Opal is my family’s German Shepherd. When she was a puppy I was still half-in, half-out of my CM brainwash phase. She began getting nervous and excited around other dogs during her second fear period, and began to bark and lunge at them. Our trainer at the time fitted her with a prong collar and told us how to use it.
It didn’t work. It made her worse. And yet, for a couple years we continued to use it because how else were we supposed to handle this ferocious, out of control dog? My dad, who is both tall and heavy-set, had to sit and hold her around the chest because he couldn’t hold onto the leash when a dog walked by on the other side of the road. She pulled my sisters down and across our entire front yard and down the driveway to get at other dogs. Once when I was walking her, she lunged at a dog in a (luckily) fenced in yard, and the prong collar broke off of her (another reason they’re shit, besides the pain-causing design). That was the turning point for me. I managed to catch her again while she was fence-running with the yard dog, got her home, and researched other ways to stop her from pulling and lunging.

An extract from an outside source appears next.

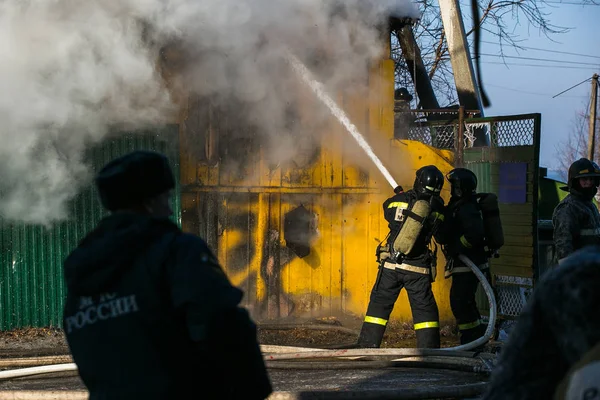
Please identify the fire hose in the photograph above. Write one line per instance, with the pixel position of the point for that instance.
(444, 357)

Thank goodness for Victoria Stilwell’s “It’s Me or the Dog.”
After a couple months of focused desensitization/counter-conditioning (making her feel good about other dogs through gradual, at-a-distance exposure coupled with good things happening when she sees other dogs, for the non-training-geek), she was loads better. (Harnesses are brilliant and awesome and I love them.) I was able to attend a dog training class and have her focus on me and learn. By the fourth hour-long session, she was lying on her side (not cued or forced by me!) while the trainer was explaining new exercises - which is big, because that is a very vulnerable pose for a dog and she was in a room with five other dogs, including two mini schnauzer sisters who would often start fights with each other during lessons.
I now can take her running on a popular trail, where we pass dozens of dogs on each trip. She will walk by them and barely turn her head if I give her the “on-by” cue (on a good day. On a bad day I stand between her and the dog and she looks at them as we pass. Still loads better than before!).

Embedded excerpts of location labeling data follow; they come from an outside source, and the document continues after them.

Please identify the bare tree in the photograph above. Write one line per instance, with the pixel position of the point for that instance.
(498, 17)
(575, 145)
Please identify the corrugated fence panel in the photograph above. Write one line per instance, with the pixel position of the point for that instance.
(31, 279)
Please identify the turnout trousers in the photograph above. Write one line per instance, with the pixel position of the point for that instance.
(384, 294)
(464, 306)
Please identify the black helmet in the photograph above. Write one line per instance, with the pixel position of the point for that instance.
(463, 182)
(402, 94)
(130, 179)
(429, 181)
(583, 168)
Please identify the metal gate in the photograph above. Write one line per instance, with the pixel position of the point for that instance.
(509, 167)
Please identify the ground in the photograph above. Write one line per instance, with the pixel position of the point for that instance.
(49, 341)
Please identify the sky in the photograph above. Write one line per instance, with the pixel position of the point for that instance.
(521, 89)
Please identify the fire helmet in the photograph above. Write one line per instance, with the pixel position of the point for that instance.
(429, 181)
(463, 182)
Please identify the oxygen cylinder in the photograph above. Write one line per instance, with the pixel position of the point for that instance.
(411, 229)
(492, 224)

We went to the dog park after our run yesterday to get her some water before driving home. The only other occupant was a slightly fearful pointer mix, who wasn’t sure if she wanted to play with Opal or not. Opal, in a complete opposite fashion from when she was younger and we were CM groupies, gave big, obvious “I am not a threat” body language. She approached on a curve, she did lovely loose body language and floppy goofy tail wags, she did play bows when the pointer started to play with her, and when the pointer had had enough and went “BLAARRRARARARRRRGGH” Opal looked away, then calmly walked away. (The pointer did not have the same clear body language as Opal. This happens often with punished dogs - they’re told “No, you can’t growl, no you can’t lunge, no you can’t say “I’m scared” so they bottle up their emotions until it’s all too much and it explodes.)
After that, the pointer started playing with Opal again, chasing Opal as Opal chased a frisbee. Pointer didn’t want Opal to engage with her, so Opal and I played fetch and pointer just ran after Opal wherever she went. It was sad to see the pointer acting as Opal had years ago, but such a contrast between the two was a striking illustration of just how far Opal’s come along once I understood her and started working with her rather than against.